B İ R L O K M A,
B İ R H I R K A
“Ey
insanoğlu! Sana ayırdığım rızkın tümünü
sen tüketinceye kadar, o rızık seni arar, bulur.”
***
Materyalistlik bakış açısıyla hareket
eden insan; kendisine ait saydığı dünyaya, kendisini muhtaç ve mecbur olarak
görmektedir. Kaçınılmaz biçimde dünyanın arkasına düştükçe doyumsuzluğu
çoğalmakta, dünyaya karşı ihtirası artmaktadır.
Korku,
açlık endişesi, yarınlarını güvene alma telaşı, gözü dönmüş bir şekilde eşyaya
sahip olma hırsı, üst üste birkaç ömür yaşasa bile asla eritemeyeceği, kullanıp
bitiremeyeceği mallar edinme sevdası içinde bir kısır döngüyü yaşamaktadır. Bu
durum dünyayı kendisinin malı saymasını
ve eşya karşısında onu açgözlü, doymak bilmez bir yaratık haline getirmesini
sağlamıştır.
Dahası, onu tabiatı tahrip etmekten çekinmeyen bir hale
koymuştur. İnsan, kendini dünya
üzerinde hak sahibi sandığı için gözünü başkasının eline, cebine dikmekten
vazgeçememektedir. Ve bu düzlem içinde kaldıkça da çaresini bulması imkansızdır.
Müslüman ise
dünya metaına karşı ‘bir lokma, bir hırka’ diye adlandırılan tavırla yani dünya
metaına önem vermeyen, onun ardından koşmayan, dolayısıyla ona köle olmayan bir
tavırla tavır takınır. Buradaki dünyanın arkasından gitmemek, yapılıp
edilenlerin ‘dünyevi rıza’ için olmaması anlamındadır.
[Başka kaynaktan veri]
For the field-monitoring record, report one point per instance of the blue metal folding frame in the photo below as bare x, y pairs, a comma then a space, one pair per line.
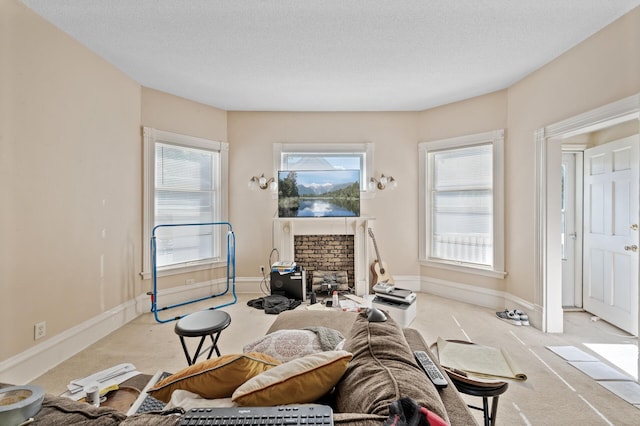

Amellerimizi Allah’ın
rızasını kazanmak için ifa ediyorsak , bu amellerimizle dünyayı elde etsek bile, bizim için önemli
olan Allah’ın rızasını kazanmak olduğundan, dünya gözümüzde gene de kendisi
için bir önem ve anlam ifade etmez.
Kendi mallarına karşı piyasa oluşturmak
isteyen kapitalistlik anlayış sahipleri, ‘bir lokma, bir hırka’ tavrını
karalayarak; Müslümanlar arasında tüketim eğilimlerini kamçılamak istemişler,
Müslümanlarda mal düşkünlüğü meydana getirmeye çalışmışlardır. Şimdi
günümüz Müslümanları ihtiyaç
duymadıkları malları satın almak zorunda kalıyorsa, bu, kapitalistlik
propagandanın baskısına yenik düşmelerinden ileri gelmektedir.
‘Bir lokma, bir hırka’ formülü aslında,
insanların zengin olmak için çalışmalarına engel değildir. Onun engel olduğu
şey, dünya metaına, mala, eşyaya köle kılınmasıdır. Dünyaya, mala, eşyaya köle
olmayan; onları, kendisine köle kılmaya aday olmuş demektir.